The market may be in for a consolidation phase with the US Fed likely to raise interest rates around September-October, strengthening the dollar. Though economic fundamentals have greatly improved with shrinking current account deficit, controlled fiscal deficit, accelerating growth, moderating inflation, lowering interest rates and key reforms being pushed up, the dollar may yet affect an emerging market like India in two ways—one, involving the tapering FII inflows and two, companies with lots of dollar debt getting into serious trouble. This may not only add to banking sector NPAs but also reduce lending in the medium term.
A recent IMF report has found that the stress level for Indian firms is at its highest since the early 2000s on all the four parameters viz, interest cover ratio, profitability, liquidity and leverage. The prevailing low-growth environment, coupled with possible external shocks, can lead to a potential doubling of such vulnerable companies.

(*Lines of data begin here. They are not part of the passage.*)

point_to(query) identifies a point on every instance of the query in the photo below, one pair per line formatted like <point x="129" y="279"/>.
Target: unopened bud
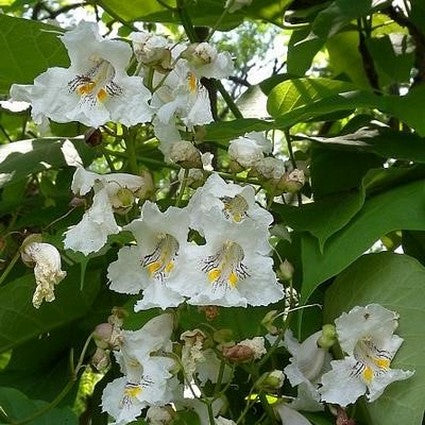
<point x="147" y="190"/>
<point x="186" y="155"/>
<point x="238" y="353"/>
<point x="223" y="336"/>
<point x="328" y="337"/>
<point x="199" y="54"/>
<point x="286" y="271"/>
<point x="293" y="181"/>
<point x="268" y="322"/>
<point x="211" y="311"/>
<point x="93" y="137"/>
<point x="101" y="359"/>
<point x="102" y="335"/>
<point x="271" y="381"/>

A CARE Ratings post-December quarter results analysis of 2,894 companies finds that 1) net sales dropped 1.8 per cent y-o-y, 2) net profit declined by 31.6 per cent y-o-y, and 3) interest cover declined from 2.9 in Q3 FY14 to 2.2 in Q3 FY15. The IMF doesn’t expect a great FY16 either and estimates a growth of 7.5 per cent as per the new CSO numbers since it doesn’t expect revival of investment demand anytime soon.

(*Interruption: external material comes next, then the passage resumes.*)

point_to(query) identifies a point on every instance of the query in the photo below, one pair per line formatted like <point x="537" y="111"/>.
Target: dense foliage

Corporate results for the March quarter are also likely to remain muted. The terrible shape of the banking system is further cause for worry. The recent untimely rains have further raised concerns with regard to food inflation and may lead to the RBI deferring any further rate cut. Business sentiment has fallen to its lowest level since April 2014 and demand has seen decisive moderation. The HSBC Purchasing Managers’ Index for manufacturing firms for February was at a five-month low with IIP data also not inspiring any confidence.

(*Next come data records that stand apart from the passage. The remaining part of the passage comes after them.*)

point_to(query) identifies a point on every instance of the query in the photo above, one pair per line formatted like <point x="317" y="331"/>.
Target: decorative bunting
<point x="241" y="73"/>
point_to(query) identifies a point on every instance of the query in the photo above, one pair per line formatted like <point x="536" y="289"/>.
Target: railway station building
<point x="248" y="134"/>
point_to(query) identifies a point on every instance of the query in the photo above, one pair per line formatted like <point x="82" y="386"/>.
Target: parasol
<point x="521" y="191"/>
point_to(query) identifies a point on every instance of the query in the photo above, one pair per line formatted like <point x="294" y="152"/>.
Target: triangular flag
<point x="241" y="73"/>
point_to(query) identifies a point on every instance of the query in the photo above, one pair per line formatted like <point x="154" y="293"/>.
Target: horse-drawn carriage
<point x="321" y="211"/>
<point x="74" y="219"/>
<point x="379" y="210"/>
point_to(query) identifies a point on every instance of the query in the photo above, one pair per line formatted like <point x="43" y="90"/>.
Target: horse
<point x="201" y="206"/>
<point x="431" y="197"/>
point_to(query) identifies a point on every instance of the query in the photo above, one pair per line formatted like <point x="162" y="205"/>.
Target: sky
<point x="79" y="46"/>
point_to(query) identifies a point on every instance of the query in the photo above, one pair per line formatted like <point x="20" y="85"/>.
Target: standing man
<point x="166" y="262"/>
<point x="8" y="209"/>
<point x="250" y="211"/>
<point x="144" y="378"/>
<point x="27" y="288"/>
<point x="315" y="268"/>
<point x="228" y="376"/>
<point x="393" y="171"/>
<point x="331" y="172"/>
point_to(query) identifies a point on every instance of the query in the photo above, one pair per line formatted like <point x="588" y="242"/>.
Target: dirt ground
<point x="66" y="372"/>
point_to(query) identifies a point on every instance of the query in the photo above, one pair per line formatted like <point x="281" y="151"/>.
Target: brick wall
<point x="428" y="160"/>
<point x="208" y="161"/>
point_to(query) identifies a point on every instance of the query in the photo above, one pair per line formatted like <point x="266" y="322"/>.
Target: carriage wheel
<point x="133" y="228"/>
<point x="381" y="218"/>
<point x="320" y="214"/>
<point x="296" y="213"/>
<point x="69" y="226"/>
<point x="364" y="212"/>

However, in the larger picture, India still looks as the most investible alternative amongst the emerging markets. Russia, due to a drop in oil prices, and Brazil, due to lower commodity prices, stand on a weak wicket. China is slowing down. The valuations at a PE of around 16-17 times, though a bit stretched, are in line with the long-term average and the expectations of earnings expansion may still support them. Investors with a long-term commitment for 3-5 years may not only stay invested but may use any steep correction to get into quality low-debt company stocks.